23mm. 7.7g. Struck in gold.

Calcutta Mint. Obverse with arms of the company, reverse with 'FREE PASS' within garter and named to D.W Campbell.

Mount removed at 6 o'clock otherwise Very Fine and very rare. 

A similar, albeit unmounted example, realised a hammer price of £1,600 in a DNW sale dated 14/10/20 (lot 542).

His 1903 Obituary reads:

David Wilkinson Campbell, C.I.E. (1831-1903), died on the 9th February, 1903, at his residence 55 Esplanade, Greenock, in his 72nd year.

Born in November 1831 he was the youngest son of the late Mr John Campbell, Comptroller of H.M Customs, Greenock, and after serving a pupillage in the Locomotive Works of the Caledonian Railway Company, acted as an Assistant Locomotive Superintendent on that line from 1851 to 1858, being for part of that time Works Manager at St Rollox.

In 1858 he obtained the post of Locomotive Superintendent of the South-West Provinces Division of the East Indian Railway, and in 1865 he was appointed Locomotive Superintendent of the Whole Line. When Mr Campbell joined the EIR it was about 200 miles long and when he left, after 33 years' service, it was 2,000 miles in length. To high professional attainments he added great powers of organisation and control. Though a thorough disciplinarian, he was beloved by all his subordinates, both European and native, in whose social and domestic welfare he took great interest. 

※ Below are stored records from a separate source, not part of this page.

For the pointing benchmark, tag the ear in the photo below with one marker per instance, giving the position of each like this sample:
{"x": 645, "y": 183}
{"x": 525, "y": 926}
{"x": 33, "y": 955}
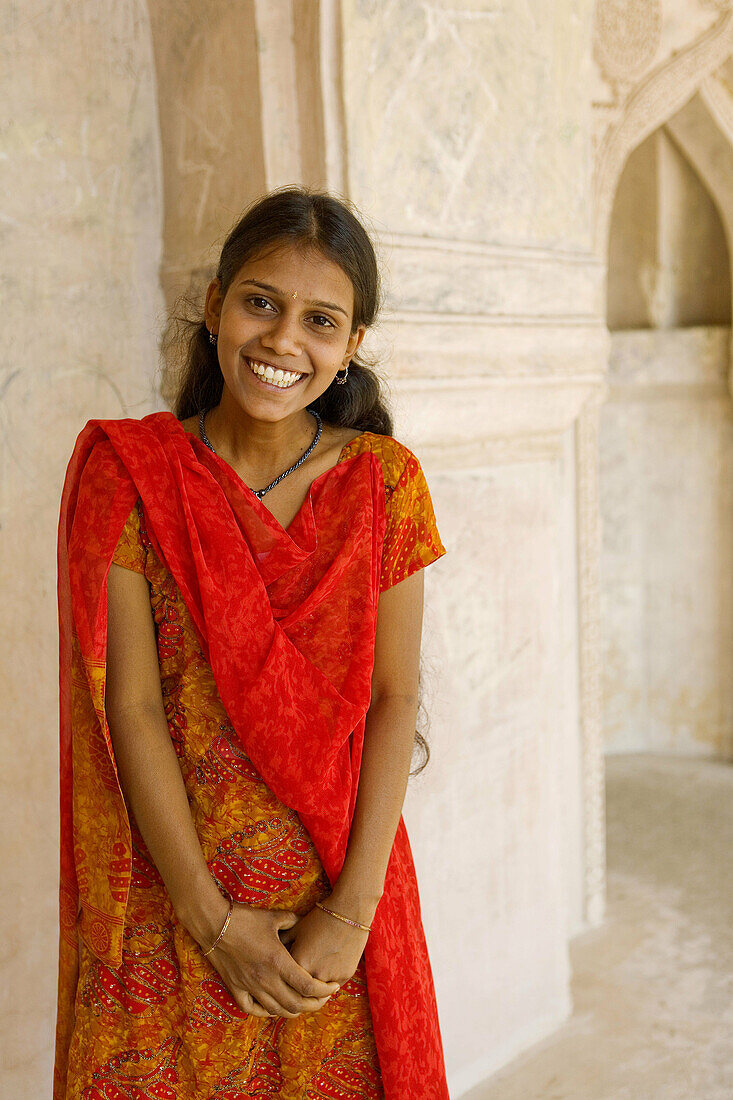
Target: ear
{"x": 354, "y": 340}
{"x": 212, "y": 307}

India owes to him a great debt for the training and introduction of natives as engine drivers, opening a new field of employment for natives and resulting in great economy in the working of all Indian Railways. In 1887 he was promoted to be the Agent of the Company in Calcutta, and in 1891 he retired and, returning to England, settled in Bedford, which he left only a year ago to reside in his native town of Greenock.

Mr Campbell was a strong supporter of the Volunteer Movement, and for many years was Colonel Commanding the EIR Volunteer Rifle Corps, over 1,000 strong. In 1883 he was created a Companion of the Order of the Indian Empire for his services and was also appointed by Lord Ripon to be an honorary aide-de-camp to the Viceroy.